Another factor affecting the Texas coast is longshore currents. Longshore currents, said Amos, flow parallel to the coastline; they are driven by the wind and are created by waves striking the shoreline at an angle. Longshore currents transport sand from one area of the coast to another and are responsible for beach erosion. “Longshore drift moves south among the upper Texas coast and north along the lower coast,” said Amos, “converging at Padre Island. To an observer it would look like the current was changing direction.” It is believed that the shelly beaches of Padre Island are the result of longshore currents. Amos explained that the converging currents cancel each other out at their juncture, so each current drops whatever it was carrying.

Often what the currents are carrying is trash, and this is of special concern to Amos. In his Port Aransas office is a remarkable collection of exotic and common trash items he has picked up off the beach. “The general westward drift of the eddies brings the trash in,” he said, “and the local currents carry it right up onto the beach.” A project close to Amos’ heart is his study of currents and their relationship to floating trash that washes up on the beached, posing a threat to birds and other wildlife.

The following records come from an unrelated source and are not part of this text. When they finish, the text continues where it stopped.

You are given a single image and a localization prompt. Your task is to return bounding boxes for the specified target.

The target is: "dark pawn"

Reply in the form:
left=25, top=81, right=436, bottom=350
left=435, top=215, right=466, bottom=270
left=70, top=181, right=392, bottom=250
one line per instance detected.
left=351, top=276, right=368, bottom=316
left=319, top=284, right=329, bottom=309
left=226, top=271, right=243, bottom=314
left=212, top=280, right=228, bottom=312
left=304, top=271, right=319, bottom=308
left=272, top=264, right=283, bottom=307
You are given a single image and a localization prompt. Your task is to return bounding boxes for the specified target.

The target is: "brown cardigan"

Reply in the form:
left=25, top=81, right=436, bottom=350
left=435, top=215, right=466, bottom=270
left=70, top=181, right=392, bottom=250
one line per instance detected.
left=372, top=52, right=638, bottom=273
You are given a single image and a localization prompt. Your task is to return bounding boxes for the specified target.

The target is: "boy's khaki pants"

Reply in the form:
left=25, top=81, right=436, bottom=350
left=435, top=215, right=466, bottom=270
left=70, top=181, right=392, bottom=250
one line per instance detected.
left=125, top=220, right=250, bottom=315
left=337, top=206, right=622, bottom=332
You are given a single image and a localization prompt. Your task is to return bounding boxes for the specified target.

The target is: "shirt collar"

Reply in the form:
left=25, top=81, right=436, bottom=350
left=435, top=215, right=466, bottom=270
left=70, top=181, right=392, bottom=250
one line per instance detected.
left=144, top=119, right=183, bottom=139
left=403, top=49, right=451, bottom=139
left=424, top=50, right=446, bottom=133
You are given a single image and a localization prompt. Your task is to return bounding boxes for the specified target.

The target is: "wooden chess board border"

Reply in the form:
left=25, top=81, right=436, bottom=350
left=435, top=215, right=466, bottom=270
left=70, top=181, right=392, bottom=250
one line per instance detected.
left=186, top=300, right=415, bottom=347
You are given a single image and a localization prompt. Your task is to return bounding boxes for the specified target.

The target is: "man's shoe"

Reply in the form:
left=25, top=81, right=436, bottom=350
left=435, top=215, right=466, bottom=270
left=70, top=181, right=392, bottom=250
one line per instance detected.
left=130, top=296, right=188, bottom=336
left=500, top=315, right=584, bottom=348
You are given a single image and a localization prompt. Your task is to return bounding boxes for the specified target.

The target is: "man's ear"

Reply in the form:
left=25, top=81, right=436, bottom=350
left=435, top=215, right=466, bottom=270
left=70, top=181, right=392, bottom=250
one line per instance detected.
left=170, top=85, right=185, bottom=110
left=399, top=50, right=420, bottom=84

Amos conducted field observations in the summer and fall of 1979 following the Ixtoc oil spill in Mexico. Currents carried oil and tarballs up the coast of Mexico to Texas during the height of the summer season. A seasonal current change in the fall revered the flow of oil back into Mexican waters.

Also present on the Texas coast is the Mississippi River plume, said Amos, “Waters from the mouth of the Mississippi flows along the shore,“ he said. “ This is cold, fresh water, so it tends to stay on the surface. We find trees and Louisiana garbage that was brought by the Mississippi River Plume.”

At Texas A&M University, Dr. Andrew Vastano and an enthusiastic group of graduate students are doing research on currents that will be of importance to Coast Guard rescue efforts, as will to fishery managers. Vastano launches ARGOS satellite reporting drifters, which are cylinders of approximately three feet, into the water from a boat or an airplane. The drifter’s transmitter sends a signal 450 miles up to a NOAA 10 or 11 satellites, which records the location and statue of the drifter. Much like the bottles thrown overboard by Prince Albert a century ago, the drifters ride the currents through the water. But this time, the satellite is watching every twist and turn the object makes.

Images the satellites collect are relayed to Virginia, rebroadcast to another satellite, received at the University of Miami and transmitted to a laboratory at Texas A&M. There they are corrected for atmospheric distortion and present what Vastano calls “meso-images” of the Gulf-or intermediate features. One image shows water running up from Mexico across a feature as the Brownsville front. Water can be seen draining off the continental shelf to form the Texas plume.

By taking two photos 24 hours apart and “flipping” them, Vastano can project where the water moved during that period. “The projections are well within 10% accurate,” he said. Using these flow patterns, scientists will develop what the professor calls a “predictive numerical model” of ocean circulation that will allow the Coast Guard to pinpoint the location of accident victims. “If a ship sinks, or if a worker falls off a drilling rig, the Coast Guard will know exactly where to look,” said Vastano.